Who was She?
Julian of Norwich was a female anchorite attached to a small church in Norwich, England, during the Middle Ages. She appears to have witnessed the horrors of the Black Plague firsthand, though it is unclear whether any of her relatives died. Her exact birth and death dates (or years) are unknown.
Why was she important?
She wrote a major theological work (the first book in English known to have been written by a woman) that is titled either Showings of a Divine Love (spelled Shewings, because, you know, Middle Ages), or Revelations of a Divine Love. Unsurprisingly given the title, the theme is God’s love. This was significant in her time because the Black Plague and the Peasant’s Revolt were taken by many as symbols of God’s wrath, something Julian contradicted. She received a vision while deathly ill, which revealed to her that God loves the world fundamentally. She wonders what this concept will mean for understanding the end of the world. Specifically, she is very concerned about the idea of hell. Although she is often called an early universalist, this is not present in the text of her work that explicitly. Instead she declares that at the end of the world “All shall be well. All shall be well. All must be and has been well.” This actually fits better in the medieval tradition of declaring that hell is, despite appearances to those in hell, the full measure of God’s love. While this seems odd, we might think of it as a child being kept from what they want, even though what they want will do serious harm to them. In a small way that child believes they are being deprived and “suffer” from it. If we amplify that on the infinite scale of God, we might have an idea of hell, at least as I take Julian of Norwich to mean it. Also, her declaration that “all must be and has been well” seems to indicate a belief that history will ultimately be shown to be positive. Not in the sense of a greater good accomplished by evil events, but in the sense that we will actually see how these things we thought were terrible are in actuality quite good, our perspective is merely limited. Of course, I may be speculating a bit much and possibly imposing my own views on her, because Julian of Norwich only has the one major work.

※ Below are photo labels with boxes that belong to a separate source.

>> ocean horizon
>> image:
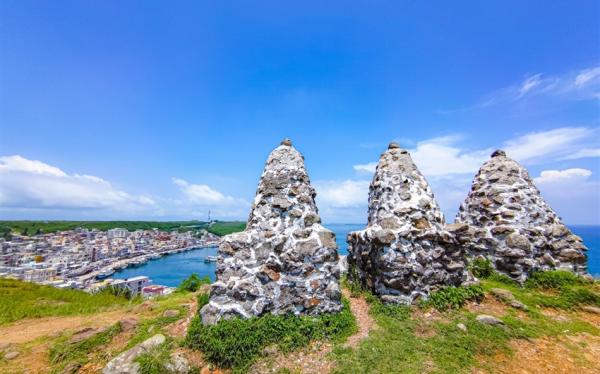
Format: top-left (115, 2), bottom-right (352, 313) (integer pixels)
top-left (112, 223), bottom-right (600, 287)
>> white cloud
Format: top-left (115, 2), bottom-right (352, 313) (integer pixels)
top-left (560, 148), bottom-right (600, 160)
top-left (173, 178), bottom-right (235, 205)
top-left (0, 155), bottom-right (155, 211)
top-left (476, 66), bottom-right (600, 106)
top-left (409, 135), bottom-right (492, 177)
top-left (352, 162), bottom-right (377, 173)
top-left (575, 66), bottom-right (600, 87)
top-left (534, 168), bottom-right (600, 224)
top-left (533, 168), bottom-right (592, 185)
top-left (503, 127), bottom-right (598, 163)
top-left (315, 179), bottom-right (370, 208)
top-left (519, 74), bottom-right (542, 97)
top-left (170, 178), bottom-right (250, 219)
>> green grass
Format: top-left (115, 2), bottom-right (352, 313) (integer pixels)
top-left (135, 340), bottom-right (173, 374)
top-left (0, 279), bottom-right (137, 325)
top-left (185, 300), bottom-right (356, 372)
top-left (332, 277), bottom-right (600, 373)
top-left (421, 285), bottom-right (484, 312)
top-left (207, 221), bottom-right (246, 236)
top-left (49, 323), bottom-right (121, 373)
top-left (481, 271), bottom-right (600, 310)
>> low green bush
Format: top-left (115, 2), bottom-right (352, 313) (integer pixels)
top-left (177, 273), bottom-right (211, 292)
top-left (185, 300), bottom-right (356, 372)
top-left (135, 341), bottom-right (172, 374)
top-left (197, 293), bottom-right (210, 310)
top-left (421, 285), bottom-right (485, 311)
top-left (49, 323), bottom-right (121, 372)
top-left (469, 257), bottom-right (496, 278)
top-left (525, 270), bottom-right (585, 289)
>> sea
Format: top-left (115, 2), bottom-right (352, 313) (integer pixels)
top-left (112, 224), bottom-right (600, 287)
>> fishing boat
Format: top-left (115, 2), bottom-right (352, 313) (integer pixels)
top-left (96, 268), bottom-right (115, 279)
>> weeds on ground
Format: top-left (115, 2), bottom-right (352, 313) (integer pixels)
top-left (135, 340), bottom-right (173, 374)
top-left (49, 323), bottom-right (121, 372)
top-left (420, 285), bottom-right (485, 312)
top-left (0, 279), bottom-right (134, 325)
top-left (185, 300), bottom-right (356, 372)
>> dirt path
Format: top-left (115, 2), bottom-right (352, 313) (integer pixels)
top-left (342, 289), bottom-right (375, 348)
top-left (0, 310), bottom-right (135, 344)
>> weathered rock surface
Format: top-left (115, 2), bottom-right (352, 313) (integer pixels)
top-left (200, 140), bottom-right (342, 324)
top-left (456, 151), bottom-right (587, 282)
top-left (102, 334), bottom-right (166, 374)
top-left (347, 143), bottom-right (467, 304)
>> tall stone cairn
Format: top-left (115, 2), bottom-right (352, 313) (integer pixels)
top-left (347, 143), bottom-right (467, 304)
top-left (456, 150), bottom-right (587, 283)
top-left (200, 139), bottom-right (342, 324)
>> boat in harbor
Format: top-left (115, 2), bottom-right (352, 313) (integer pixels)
top-left (96, 268), bottom-right (115, 279)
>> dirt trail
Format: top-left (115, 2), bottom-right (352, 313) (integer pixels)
top-left (0, 310), bottom-right (135, 344)
top-left (342, 288), bottom-right (375, 348)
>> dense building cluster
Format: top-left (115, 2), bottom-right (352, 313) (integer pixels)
top-left (0, 228), bottom-right (219, 288)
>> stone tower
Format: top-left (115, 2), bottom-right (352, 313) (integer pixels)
top-left (348, 143), bottom-right (467, 304)
top-left (456, 150), bottom-right (587, 282)
top-left (200, 139), bottom-right (342, 324)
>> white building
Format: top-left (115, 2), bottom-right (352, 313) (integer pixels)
top-left (106, 228), bottom-right (129, 239)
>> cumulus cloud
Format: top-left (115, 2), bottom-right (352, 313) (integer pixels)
top-left (534, 168), bottom-right (600, 224)
top-left (474, 66), bottom-right (600, 109)
top-left (575, 66), bottom-right (600, 87)
top-left (503, 127), bottom-right (598, 163)
top-left (0, 155), bottom-right (155, 211)
top-left (533, 168), bottom-right (592, 185)
top-left (352, 162), bottom-right (377, 173)
top-left (171, 178), bottom-right (250, 219)
top-left (315, 179), bottom-right (370, 208)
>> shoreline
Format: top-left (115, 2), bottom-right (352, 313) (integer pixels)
top-left (76, 243), bottom-right (218, 283)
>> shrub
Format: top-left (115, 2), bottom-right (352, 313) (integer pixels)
top-left (49, 322), bottom-right (121, 371)
top-left (525, 270), bottom-right (584, 289)
top-left (177, 273), bottom-right (211, 292)
top-left (422, 285), bottom-right (484, 311)
top-left (185, 300), bottom-right (356, 372)
top-left (197, 293), bottom-right (210, 310)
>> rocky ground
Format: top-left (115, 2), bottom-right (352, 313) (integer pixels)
top-left (0, 280), bottom-right (600, 374)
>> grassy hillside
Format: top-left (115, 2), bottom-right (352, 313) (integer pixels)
top-left (0, 278), bottom-right (136, 325)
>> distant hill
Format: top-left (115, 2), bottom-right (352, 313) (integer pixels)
top-left (0, 220), bottom-right (245, 237)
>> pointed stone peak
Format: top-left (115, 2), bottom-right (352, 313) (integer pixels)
top-left (248, 141), bottom-right (320, 230)
top-left (456, 151), bottom-right (586, 282)
top-left (491, 149), bottom-right (506, 157)
top-left (200, 141), bottom-right (342, 324)
top-left (369, 143), bottom-right (444, 229)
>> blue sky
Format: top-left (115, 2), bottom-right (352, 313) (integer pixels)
top-left (0, 0), bottom-right (600, 224)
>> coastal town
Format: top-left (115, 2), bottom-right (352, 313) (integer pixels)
top-left (0, 228), bottom-right (220, 297)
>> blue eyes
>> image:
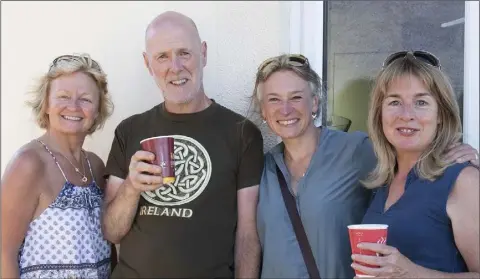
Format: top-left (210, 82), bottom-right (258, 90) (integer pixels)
top-left (388, 100), bottom-right (428, 107)
top-left (268, 96), bottom-right (302, 102)
top-left (157, 51), bottom-right (190, 60)
top-left (58, 95), bottom-right (92, 103)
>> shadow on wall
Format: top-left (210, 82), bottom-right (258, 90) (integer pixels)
top-left (333, 78), bottom-right (373, 132)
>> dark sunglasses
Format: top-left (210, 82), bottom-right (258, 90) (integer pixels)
top-left (382, 50), bottom-right (441, 69)
top-left (48, 54), bottom-right (102, 72)
top-left (258, 54), bottom-right (309, 71)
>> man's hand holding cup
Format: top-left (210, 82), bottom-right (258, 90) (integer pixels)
top-left (127, 150), bottom-right (163, 194)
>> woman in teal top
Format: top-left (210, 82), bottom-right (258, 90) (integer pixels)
top-left (252, 55), bottom-right (476, 278)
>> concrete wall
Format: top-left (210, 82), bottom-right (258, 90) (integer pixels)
top-left (325, 1), bottom-right (465, 131)
top-left (1, 1), bottom-right (290, 174)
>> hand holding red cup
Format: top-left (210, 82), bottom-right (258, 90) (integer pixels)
top-left (348, 224), bottom-right (388, 277)
top-left (140, 136), bottom-right (175, 184)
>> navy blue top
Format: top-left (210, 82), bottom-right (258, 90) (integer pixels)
top-left (363, 163), bottom-right (470, 272)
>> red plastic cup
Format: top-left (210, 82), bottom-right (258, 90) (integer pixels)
top-left (140, 136), bottom-right (175, 184)
top-left (348, 224), bottom-right (388, 277)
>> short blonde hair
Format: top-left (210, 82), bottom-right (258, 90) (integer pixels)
top-left (362, 52), bottom-right (462, 188)
top-left (250, 54), bottom-right (322, 122)
top-left (27, 54), bottom-right (114, 134)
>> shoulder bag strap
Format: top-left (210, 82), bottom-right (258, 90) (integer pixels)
top-left (277, 166), bottom-right (320, 279)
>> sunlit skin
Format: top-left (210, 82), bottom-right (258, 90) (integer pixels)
top-left (259, 71), bottom-right (318, 140)
top-left (382, 75), bottom-right (439, 157)
top-left (46, 72), bottom-right (100, 136)
top-left (143, 16), bottom-right (207, 112)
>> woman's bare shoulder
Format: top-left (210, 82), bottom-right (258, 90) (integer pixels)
top-left (2, 141), bottom-right (48, 192)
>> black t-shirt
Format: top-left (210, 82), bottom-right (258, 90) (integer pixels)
top-left (106, 102), bottom-right (263, 278)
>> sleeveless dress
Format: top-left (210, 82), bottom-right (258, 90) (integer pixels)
top-left (18, 140), bottom-right (110, 278)
top-left (363, 162), bottom-right (473, 273)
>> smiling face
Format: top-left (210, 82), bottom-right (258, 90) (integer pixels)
top-left (143, 19), bottom-right (207, 104)
top-left (259, 71), bottom-right (318, 139)
top-left (46, 72), bottom-right (100, 134)
top-left (382, 75), bottom-right (439, 153)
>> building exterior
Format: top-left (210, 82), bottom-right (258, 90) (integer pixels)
top-left (1, 1), bottom-right (479, 174)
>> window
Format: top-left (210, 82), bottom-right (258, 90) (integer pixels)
top-left (323, 1), bottom-right (465, 132)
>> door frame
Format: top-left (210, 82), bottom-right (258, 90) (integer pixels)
top-left (289, 1), bottom-right (480, 150)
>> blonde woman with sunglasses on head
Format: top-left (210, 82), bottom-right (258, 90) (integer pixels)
top-left (252, 55), bottom-right (476, 278)
top-left (1, 55), bottom-right (113, 278)
top-left (352, 51), bottom-right (480, 278)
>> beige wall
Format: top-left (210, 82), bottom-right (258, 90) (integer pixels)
top-left (1, 2), bottom-right (289, 174)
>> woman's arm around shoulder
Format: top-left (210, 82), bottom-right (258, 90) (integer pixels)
top-left (1, 148), bottom-right (45, 278)
top-left (447, 166), bottom-right (480, 278)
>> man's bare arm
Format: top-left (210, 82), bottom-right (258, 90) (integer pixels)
top-left (235, 185), bottom-right (260, 278)
top-left (102, 176), bottom-right (140, 244)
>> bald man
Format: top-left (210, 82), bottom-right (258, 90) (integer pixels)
top-left (102, 12), bottom-right (263, 278)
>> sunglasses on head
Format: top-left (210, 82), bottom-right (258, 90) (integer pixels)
top-left (48, 54), bottom-right (102, 72)
top-left (382, 50), bottom-right (441, 69)
top-left (258, 54), bottom-right (309, 71)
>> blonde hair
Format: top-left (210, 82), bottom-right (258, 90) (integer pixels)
top-left (26, 54), bottom-right (114, 134)
top-left (362, 55), bottom-right (462, 188)
top-left (249, 54), bottom-right (322, 122)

Fun Fact: The major work (often referred to as simply The Showings or The Revelations) is actually two different accounts of the same vision. One, called The Short Version, was written almost immediately after Julian recovered from her illness. The other, called The Long Version, was written some 20-30 years later.
Where might I have heard of her?
Julian of Norwich has had a recent revival of interest in the last 20 or so years, likely related to her being one of the earliest English mystics, and the first known published woman author.